Я включил эти два образчика неудачи в мою биографию потому, что они доказывают, во-первых, как трудно быть истинно благодарным, т. е. принести пользу своею благодарностью тому, кто оказал нам некогда истинное благодеяние; во-вторых, они подтверждают печальную истину, что добрый пример и добрая воля воспитателей не ведут еще к достижению благих результатов в деле воспитания. На деле выходит совершенно противное тому, чего мы хотели достигнуть, подавая пример детям собственною жизнью и собственными делами; об этом я буду иметь случай еще многое сказать впоследствии, а о трудности быть благодарным скажу теперь еще следующее.

Неуважение к заслугам, а еще более неблагодарность, представлялись всегда моему воображению в виде самых отвратительных гадин. В душе я никогда не был неблагодарным, но, увы, на деле я не сумел или даже не захотел (кто доберется до правды, роясь в хламе старого сердца!) быть благодарным именно там, где благодарность была священным долгом.

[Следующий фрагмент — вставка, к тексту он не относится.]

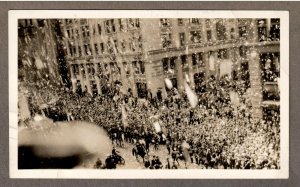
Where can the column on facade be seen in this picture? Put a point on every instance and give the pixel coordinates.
(254, 30)
(255, 79)
(268, 26)
(191, 71)
(66, 38)
(206, 61)
(97, 80)
(214, 30)
(132, 80)
(217, 65)
(203, 30)
(73, 78)
(179, 75)
(81, 78)
(87, 80)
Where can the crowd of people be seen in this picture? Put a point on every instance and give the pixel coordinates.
(214, 134)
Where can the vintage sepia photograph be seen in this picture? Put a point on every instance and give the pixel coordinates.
(172, 91)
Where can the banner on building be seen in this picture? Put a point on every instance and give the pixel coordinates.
(168, 83)
(157, 126)
(124, 116)
(234, 98)
(192, 97)
(211, 63)
(225, 68)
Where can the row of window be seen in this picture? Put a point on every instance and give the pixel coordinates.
(112, 46)
(110, 26)
(112, 67)
(222, 34)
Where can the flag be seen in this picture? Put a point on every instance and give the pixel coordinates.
(225, 68)
(38, 62)
(211, 63)
(124, 116)
(157, 126)
(234, 98)
(168, 83)
(193, 99)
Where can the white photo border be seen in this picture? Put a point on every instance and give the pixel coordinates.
(14, 172)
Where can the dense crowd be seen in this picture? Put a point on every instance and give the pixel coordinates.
(214, 134)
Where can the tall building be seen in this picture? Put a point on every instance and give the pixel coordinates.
(141, 53)
(37, 51)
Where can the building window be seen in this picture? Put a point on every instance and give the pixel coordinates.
(102, 47)
(195, 36)
(110, 47)
(275, 29)
(96, 48)
(68, 34)
(182, 38)
(221, 30)
(180, 22)
(208, 23)
(243, 51)
(183, 60)
(142, 66)
(83, 31)
(232, 34)
(94, 31)
(166, 40)
(133, 23)
(197, 58)
(245, 74)
(76, 33)
(126, 68)
(121, 25)
(209, 35)
(132, 44)
(223, 54)
(123, 46)
(243, 32)
(99, 29)
(165, 64)
(110, 26)
(87, 30)
(271, 66)
(137, 23)
(87, 49)
(135, 67)
(141, 89)
(82, 70)
(79, 51)
(262, 29)
(76, 69)
(199, 80)
(140, 43)
(172, 63)
(116, 46)
(195, 21)
(165, 22)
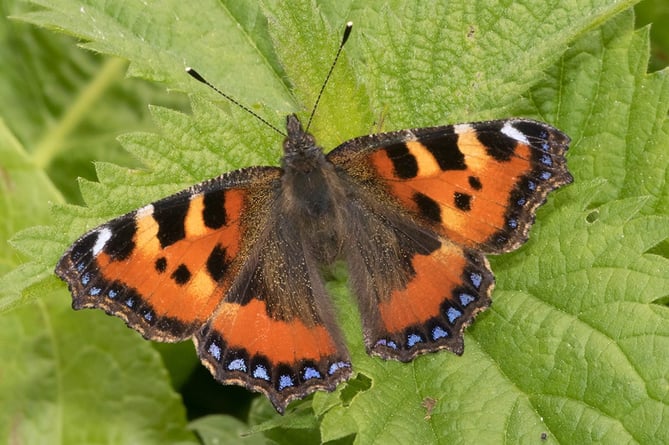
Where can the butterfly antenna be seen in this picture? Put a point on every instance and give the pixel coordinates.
(347, 32)
(195, 75)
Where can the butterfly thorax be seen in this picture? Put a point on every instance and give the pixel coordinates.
(310, 190)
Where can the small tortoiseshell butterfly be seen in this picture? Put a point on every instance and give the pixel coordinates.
(235, 262)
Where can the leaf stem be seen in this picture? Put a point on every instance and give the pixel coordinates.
(53, 142)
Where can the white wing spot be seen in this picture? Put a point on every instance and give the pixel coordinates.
(147, 210)
(104, 234)
(514, 133)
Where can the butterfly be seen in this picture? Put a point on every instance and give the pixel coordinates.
(236, 262)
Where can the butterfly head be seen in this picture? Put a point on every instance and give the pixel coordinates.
(300, 151)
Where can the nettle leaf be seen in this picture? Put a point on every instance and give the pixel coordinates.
(573, 348)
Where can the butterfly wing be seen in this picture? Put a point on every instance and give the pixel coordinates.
(450, 194)
(197, 264)
(276, 332)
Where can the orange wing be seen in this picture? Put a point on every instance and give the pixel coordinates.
(457, 192)
(192, 264)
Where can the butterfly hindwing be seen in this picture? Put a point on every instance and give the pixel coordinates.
(236, 262)
(276, 331)
(211, 262)
(452, 193)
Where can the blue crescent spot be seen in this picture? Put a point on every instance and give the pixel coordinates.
(465, 299)
(215, 351)
(311, 373)
(439, 332)
(453, 314)
(285, 381)
(412, 339)
(260, 372)
(546, 160)
(388, 343)
(476, 279)
(237, 364)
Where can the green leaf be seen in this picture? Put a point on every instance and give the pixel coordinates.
(64, 380)
(574, 345)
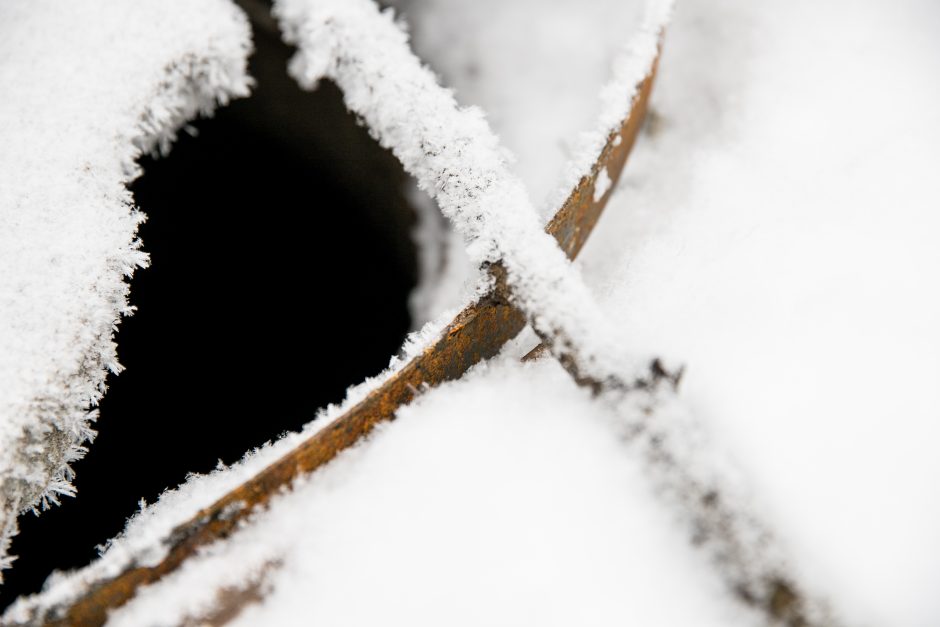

Правда, во всей моей жизни я нахожу не более трех случаев такого долга. Об одном из них я сейчас рассказал. В другом я имел твердое намерение отблагодарить,– и не однажды,– но судьба не дала мне этого сделать. Этот случай касается целого периода моей дерптской жизни; здесь скажу только, что я считал себя обязанным благодарностью почтенному семейству дерптского профессора Мойера, и именно его почтеннейшей теще Екатерине Афанасьевне Протасовой, урожденной Буниной (сестре по отцу Вас. Андр. Жуковского). Я был принят в этом семействе как родной и, заняв потом профессуру Мойера, мечтал о женитьбе на его дочери, сыновней благодарности, и пр. и пр. Мечтам юности не суждено было осуществиться, и я, поневоле, остался в долгу у незабвенной Екатерины Афанасьевны. (Ив. Фил. Мойер (1786-1858)-уроженец Ревеля; учился медицине за границей; там он как отличный пианист (об этом дальше у П.) познакомился и близко сошелся с Бетховеном. С 1815 г.– профессор хирургии в Юрьевском университете. Тогда же в Юрьев переехал назначенный профессором русской словесности А. Ф. Воейков (1778-1839), женатый на А. А. Протасовой, племяннице В. А. Жуковского. С Воейковыми прибыла его теща Е. А. Протасова со своей старшей дочерью Марией. К ним часто приезжал Жуковский. Вскоре Мойер женился на М. А. Протасовой (1793-1823). О всех этих лицах-в "Уткинском сборнике", у П. H. Сакулина, в сб. "В. А. Жуковский". О близости П. к Мойеру и Протасовой, о сватовстве его к дочери Мойера, Екатерине,– дальше (по Указателю)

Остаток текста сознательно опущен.